There is a need to increase capacity for Africa to be able to have more data centres and host more of its data, Didier Nkurikiyimfura, an expert in ICT has said.
Nkurikiyimfura is the Chief Technology and Innovation Officer at Smart Africa Secretariat, an alliance which aims at leading Africa into a knowledge economy through Information and Communications Technologies (ICT).
Today, only one percent of data centres are in Africa, while 99 percent of them are hosted outside the continent, he revealed, pointing out that most of the continent’s data is stored abroad.

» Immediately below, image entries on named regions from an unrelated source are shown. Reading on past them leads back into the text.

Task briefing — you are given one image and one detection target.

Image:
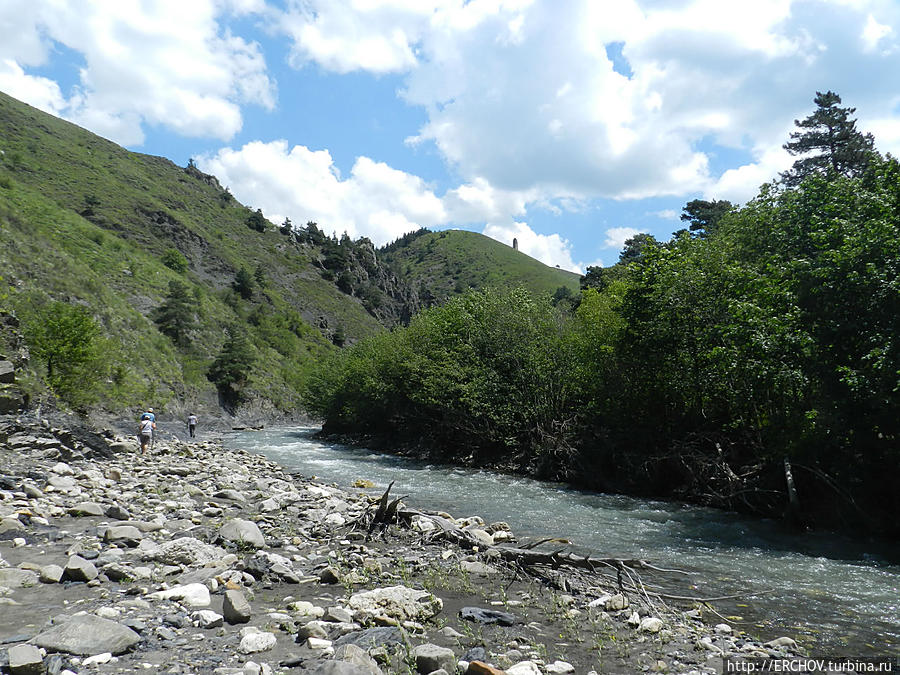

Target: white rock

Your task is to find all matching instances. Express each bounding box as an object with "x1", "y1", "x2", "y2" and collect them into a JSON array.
[
  {"x1": 191, "y1": 609, "x2": 225, "y2": 628},
  {"x1": 50, "y1": 462, "x2": 75, "y2": 476},
  {"x1": 506, "y1": 661, "x2": 541, "y2": 675},
  {"x1": 238, "y1": 632, "x2": 278, "y2": 654},
  {"x1": 81, "y1": 652, "x2": 112, "y2": 666},
  {"x1": 148, "y1": 584, "x2": 210, "y2": 607}
]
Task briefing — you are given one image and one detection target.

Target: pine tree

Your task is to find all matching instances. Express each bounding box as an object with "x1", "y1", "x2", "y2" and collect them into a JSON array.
[
  {"x1": 231, "y1": 267, "x2": 253, "y2": 300},
  {"x1": 207, "y1": 325, "x2": 256, "y2": 405},
  {"x1": 781, "y1": 91, "x2": 876, "y2": 187},
  {"x1": 154, "y1": 281, "x2": 197, "y2": 347}
]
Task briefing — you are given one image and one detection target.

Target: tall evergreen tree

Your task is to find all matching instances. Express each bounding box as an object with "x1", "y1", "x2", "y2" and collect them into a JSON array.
[
  {"x1": 681, "y1": 199, "x2": 734, "y2": 237},
  {"x1": 154, "y1": 280, "x2": 197, "y2": 347},
  {"x1": 207, "y1": 325, "x2": 256, "y2": 406},
  {"x1": 781, "y1": 91, "x2": 876, "y2": 187},
  {"x1": 231, "y1": 267, "x2": 253, "y2": 300}
]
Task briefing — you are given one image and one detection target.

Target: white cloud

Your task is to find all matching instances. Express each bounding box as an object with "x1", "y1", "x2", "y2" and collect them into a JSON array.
[
  {"x1": 272, "y1": 0, "x2": 900, "y2": 207},
  {"x1": 603, "y1": 227, "x2": 642, "y2": 251},
  {"x1": 0, "y1": 0, "x2": 275, "y2": 145},
  {"x1": 483, "y1": 222, "x2": 581, "y2": 274},
  {"x1": 197, "y1": 140, "x2": 447, "y2": 245},
  {"x1": 862, "y1": 14, "x2": 894, "y2": 51},
  {"x1": 0, "y1": 59, "x2": 65, "y2": 115}
]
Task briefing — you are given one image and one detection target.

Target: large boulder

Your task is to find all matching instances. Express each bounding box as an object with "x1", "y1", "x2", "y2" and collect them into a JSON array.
[
  {"x1": 139, "y1": 528, "x2": 228, "y2": 565},
  {"x1": 148, "y1": 584, "x2": 210, "y2": 607},
  {"x1": 219, "y1": 518, "x2": 266, "y2": 548},
  {"x1": 0, "y1": 567, "x2": 38, "y2": 588},
  {"x1": 32, "y1": 614, "x2": 141, "y2": 656},
  {"x1": 222, "y1": 589, "x2": 253, "y2": 624},
  {"x1": 348, "y1": 586, "x2": 444, "y2": 623}
]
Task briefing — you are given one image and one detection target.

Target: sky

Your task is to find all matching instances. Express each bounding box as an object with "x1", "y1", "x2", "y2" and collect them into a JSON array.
[{"x1": 0, "y1": 0, "x2": 900, "y2": 272}]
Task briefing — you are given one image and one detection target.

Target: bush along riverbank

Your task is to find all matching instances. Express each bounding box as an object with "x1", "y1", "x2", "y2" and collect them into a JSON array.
[{"x1": 0, "y1": 420, "x2": 800, "y2": 675}]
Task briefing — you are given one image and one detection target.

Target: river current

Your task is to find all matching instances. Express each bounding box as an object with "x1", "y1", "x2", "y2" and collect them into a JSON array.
[{"x1": 226, "y1": 428, "x2": 900, "y2": 656}]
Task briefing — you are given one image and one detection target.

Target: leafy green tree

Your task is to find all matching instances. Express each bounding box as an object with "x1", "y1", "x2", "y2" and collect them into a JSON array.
[
  {"x1": 231, "y1": 266, "x2": 254, "y2": 300},
  {"x1": 247, "y1": 209, "x2": 269, "y2": 232},
  {"x1": 781, "y1": 91, "x2": 875, "y2": 186},
  {"x1": 207, "y1": 324, "x2": 256, "y2": 407},
  {"x1": 154, "y1": 280, "x2": 197, "y2": 348},
  {"x1": 161, "y1": 248, "x2": 188, "y2": 274},
  {"x1": 24, "y1": 302, "x2": 105, "y2": 407},
  {"x1": 681, "y1": 199, "x2": 734, "y2": 236}
]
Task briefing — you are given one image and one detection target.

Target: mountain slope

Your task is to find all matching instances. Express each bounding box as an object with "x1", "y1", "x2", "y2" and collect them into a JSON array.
[{"x1": 380, "y1": 230, "x2": 581, "y2": 304}]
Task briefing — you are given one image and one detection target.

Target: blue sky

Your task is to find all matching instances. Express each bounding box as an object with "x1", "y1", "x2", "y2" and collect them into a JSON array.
[{"x1": 0, "y1": 0, "x2": 900, "y2": 271}]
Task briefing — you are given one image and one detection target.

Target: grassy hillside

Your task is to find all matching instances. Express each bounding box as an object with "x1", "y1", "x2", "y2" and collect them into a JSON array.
[
  {"x1": 0, "y1": 94, "x2": 381, "y2": 418},
  {"x1": 0, "y1": 93, "x2": 579, "y2": 414},
  {"x1": 382, "y1": 230, "x2": 581, "y2": 302}
]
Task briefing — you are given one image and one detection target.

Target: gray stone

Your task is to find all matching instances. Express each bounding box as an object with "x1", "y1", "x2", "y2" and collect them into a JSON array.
[
  {"x1": 103, "y1": 525, "x2": 144, "y2": 546},
  {"x1": 0, "y1": 518, "x2": 25, "y2": 534},
  {"x1": 0, "y1": 361, "x2": 16, "y2": 384},
  {"x1": 459, "y1": 607, "x2": 517, "y2": 626},
  {"x1": 191, "y1": 609, "x2": 224, "y2": 628},
  {"x1": 319, "y1": 566, "x2": 341, "y2": 584},
  {"x1": 334, "y1": 626, "x2": 403, "y2": 650},
  {"x1": 213, "y1": 489, "x2": 247, "y2": 502},
  {"x1": 413, "y1": 643, "x2": 456, "y2": 675},
  {"x1": 106, "y1": 504, "x2": 131, "y2": 520},
  {"x1": 63, "y1": 555, "x2": 99, "y2": 581},
  {"x1": 333, "y1": 645, "x2": 381, "y2": 675},
  {"x1": 22, "y1": 483, "x2": 44, "y2": 499},
  {"x1": 297, "y1": 621, "x2": 328, "y2": 642},
  {"x1": 238, "y1": 633, "x2": 278, "y2": 654},
  {"x1": 47, "y1": 474, "x2": 78, "y2": 490},
  {"x1": 68, "y1": 502, "x2": 106, "y2": 516},
  {"x1": 144, "y1": 537, "x2": 227, "y2": 565},
  {"x1": 322, "y1": 607, "x2": 353, "y2": 623},
  {"x1": 348, "y1": 586, "x2": 444, "y2": 622},
  {"x1": 309, "y1": 659, "x2": 370, "y2": 675},
  {"x1": 0, "y1": 567, "x2": 38, "y2": 588},
  {"x1": 9, "y1": 645, "x2": 44, "y2": 675},
  {"x1": 33, "y1": 614, "x2": 141, "y2": 656},
  {"x1": 219, "y1": 518, "x2": 266, "y2": 548},
  {"x1": 0, "y1": 390, "x2": 25, "y2": 415},
  {"x1": 41, "y1": 565, "x2": 65, "y2": 584},
  {"x1": 148, "y1": 584, "x2": 210, "y2": 607},
  {"x1": 222, "y1": 589, "x2": 253, "y2": 624}
]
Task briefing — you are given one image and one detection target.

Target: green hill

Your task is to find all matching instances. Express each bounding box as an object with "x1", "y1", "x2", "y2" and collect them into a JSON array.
[
  {"x1": 0, "y1": 93, "x2": 579, "y2": 414},
  {"x1": 381, "y1": 230, "x2": 581, "y2": 304},
  {"x1": 0, "y1": 94, "x2": 382, "y2": 418}
]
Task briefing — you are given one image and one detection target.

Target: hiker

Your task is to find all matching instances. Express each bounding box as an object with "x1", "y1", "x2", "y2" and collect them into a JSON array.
[
  {"x1": 138, "y1": 413, "x2": 156, "y2": 455},
  {"x1": 141, "y1": 408, "x2": 156, "y2": 452}
]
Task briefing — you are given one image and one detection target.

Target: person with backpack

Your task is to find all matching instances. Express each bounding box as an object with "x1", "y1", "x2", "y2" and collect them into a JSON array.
[
  {"x1": 141, "y1": 408, "x2": 156, "y2": 452},
  {"x1": 138, "y1": 413, "x2": 156, "y2": 455}
]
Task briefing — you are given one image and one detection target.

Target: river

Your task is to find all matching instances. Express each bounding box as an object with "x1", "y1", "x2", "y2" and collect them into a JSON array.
[{"x1": 226, "y1": 428, "x2": 900, "y2": 656}]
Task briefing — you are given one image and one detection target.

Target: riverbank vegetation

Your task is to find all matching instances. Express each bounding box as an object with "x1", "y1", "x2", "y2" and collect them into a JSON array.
[{"x1": 306, "y1": 92, "x2": 900, "y2": 532}]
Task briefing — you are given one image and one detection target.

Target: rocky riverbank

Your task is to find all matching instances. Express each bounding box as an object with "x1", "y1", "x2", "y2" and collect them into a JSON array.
[{"x1": 0, "y1": 419, "x2": 796, "y2": 675}]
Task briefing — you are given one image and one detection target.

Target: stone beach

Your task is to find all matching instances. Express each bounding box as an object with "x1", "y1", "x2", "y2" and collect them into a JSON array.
[{"x1": 0, "y1": 418, "x2": 799, "y2": 675}]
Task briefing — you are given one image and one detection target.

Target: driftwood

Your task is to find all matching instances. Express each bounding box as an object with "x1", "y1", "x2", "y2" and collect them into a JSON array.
[{"x1": 360, "y1": 481, "x2": 771, "y2": 606}]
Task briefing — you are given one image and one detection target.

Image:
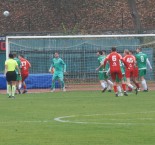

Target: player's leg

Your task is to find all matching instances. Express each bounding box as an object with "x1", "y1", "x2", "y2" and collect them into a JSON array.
[
  {"x1": 139, "y1": 70, "x2": 148, "y2": 92},
  {"x1": 117, "y1": 71, "x2": 128, "y2": 96},
  {"x1": 11, "y1": 72, "x2": 17, "y2": 98},
  {"x1": 22, "y1": 74, "x2": 28, "y2": 94},
  {"x1": 104, "y1": 72, "x2": 113, "y2": 92},
  {"x1": 110, "y1": 72, "x2": 118, "y2": 97},
  {"x1": 125, "y1": 69, "x2": 134, "y2": 90},
  {"x1": 98, "y1": 72, "x2": 107, "y2": 92},
  {"x1": 58, "y1": 72, "x2": 66, "y2": 92},
  {"x1": 51, "y1": 72, "x2": 58, "y2": 92}
]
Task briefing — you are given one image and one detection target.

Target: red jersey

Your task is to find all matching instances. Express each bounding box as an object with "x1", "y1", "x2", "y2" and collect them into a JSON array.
[
  {"x1": 123, "y1": 55, "x2": 136, "y2": 69},
  {"x1": 20, "y1": 58, "x2": 31, "y2": 74},
  {"x1": 104, "y1": 52, "x2": 122, "y2": 71}
]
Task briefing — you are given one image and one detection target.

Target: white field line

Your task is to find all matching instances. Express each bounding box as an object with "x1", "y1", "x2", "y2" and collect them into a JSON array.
[{"x1": 54, "y1": 111, "x2": 155, "y2": 125}]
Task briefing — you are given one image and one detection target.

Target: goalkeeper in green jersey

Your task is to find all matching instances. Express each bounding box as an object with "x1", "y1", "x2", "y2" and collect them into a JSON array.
[
  {"x1": 135, "y1": 48, "x2": 152, "y2": 92},
  {"x1": 13, "y1": 53, "x2": 22, "y2": 94},
  {"x1": 49, "y1": 52, "x2": 66, "y2": 92}
]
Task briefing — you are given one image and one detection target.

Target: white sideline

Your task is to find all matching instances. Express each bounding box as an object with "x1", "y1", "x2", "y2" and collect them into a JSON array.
[{"x1": 54, "y1": 111, "x2": 155, "y2": 125}]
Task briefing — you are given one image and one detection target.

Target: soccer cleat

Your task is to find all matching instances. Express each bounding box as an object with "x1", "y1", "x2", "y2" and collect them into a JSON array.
[
  {"x1": 51, "y1": 89, "x2": 55, "y2": 92},
  {"x1": 135, "y1": 88, "x2": 138, "y2": 95},
  {"x1": 102, "y1": 87, "x2": 107, "y2": 93},
  {"x1": 22, "y1": 90, "x2": 27, "y2": 94},
  {"x1": 124, "y1": 92, "x2": 128, "y2": 96},
  {"x1": 118, "y1": 93, "x2": 123, "y2": 96},
  {"x1": 17, "y1": 89, "x2": 21, "y2": 94},
  {"x1": 62, "y1": 87, "x2": 66, "y2": 92},
  {"x1": 143, "y1": 89, "x2": 148, "y2": 92},
  {"x1": 115, "y1": 93, "x2": 118, "y2": 97}
]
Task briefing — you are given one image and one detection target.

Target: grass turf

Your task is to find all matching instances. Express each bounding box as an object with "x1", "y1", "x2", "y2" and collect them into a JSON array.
[{"x1": 0, "y1": 91, "x2": 155, "y2": 145}]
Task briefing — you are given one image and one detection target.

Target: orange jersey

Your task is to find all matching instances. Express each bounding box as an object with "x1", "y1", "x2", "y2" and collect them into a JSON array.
[
  {"x1": 123, "y1": 54, "x2": 136, "y2": 69},
  {"x1": 20, "y1": 58, "x2": 31, "y2": 74}
]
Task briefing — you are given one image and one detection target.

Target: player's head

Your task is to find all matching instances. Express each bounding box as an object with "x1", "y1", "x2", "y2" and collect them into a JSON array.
[
  {"x1": 97, "y1": 50, "x2": 103, "y2": 56},
  {"x1": 102, "y1": 50, "x2": 106, "y2": 55},
  {"x1": 9, "y1": 53, "x2": 14, "y2": 58},
  {"x1": 54, "y1": 52, "x2": 59, "y2": 58},
  {"x1": 129, "y1": 50, "x2": 134, "y2": 55},
  {"x1": 111, "y1": 47, "x2": 116, "y2": 52},
  {"x1": 124, "y1": 49, "x2": 129, "y2": 55},
  {"x1": 13, "y1": 53, "x2": 17, "y2": 58},
  {"x1": 136, "y1": 47, "x2": 142, "y2": 53},
  {"x1": 18, "y1": 54, "x2": 24, "y2": 59}
]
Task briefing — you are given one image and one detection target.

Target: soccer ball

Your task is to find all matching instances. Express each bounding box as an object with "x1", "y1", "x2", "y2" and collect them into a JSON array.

A data center is a repository consisting of a large group of networked computer servers and other facilities including routers, network switches and firewalls, and it is used for the remote storage, processing, or distribution of large amounts of data.
He was speaking during a “Cloud and Security Summit” which concluded in Kigali on Friday, and serves as a platform where IT leaders from both supply and demand side can meet and interact in order to take measures and provide response to cyber security threats.
The two-day regional conference is organised by the Ministry of ICT and Innovation (MINICT) through Rwanda Information Society Authority (RISA).
He said that Africa needs to build its data capacity to catch up with other continents in the world.
Sometimes, he said, because the foreign companies keeping data for African government and private sector are subject to their own laws and regulations, it might result in improper access to data, which might intrude on privacy.
“So, that is why we would like to advocate to have competing capacity in Africa,” he said.
Power, internet [connectivity] buildings, as well as regulation, are some of the infrastructures that are needed to operate data centres.
As of now, he said, it is difficult for the continent to develop its data storage capacity as it does not have enough infrastructure in place.
“So, it’s a movement in both sides. One way we need to work and make sure that we have more and more physical infrastructures in place, but on the other side we need to put in place regulation to ensure that we protect data that are hosted, and once that data protected, our consumers are protected,” he observed.
Meanwhile, it emerged from the conference that hosting data in some parts of Africa is expensive as one pays like five to six times of what they should pay to host it in foreign data centres such as Microsoft.
On the high cost of data hosting in Africa, Nkurikiyimfura said, “the fundamental problem here is that we don’t have economies of scale – the cost advantage experienced when the amount of produced goods or services increases.”
In countries like the US where there are large data centres managed is because they have been able to host data for billions of people in the world, he indicated.
“We need to get a mechanism to make it (data hosting) more affordable,” he said.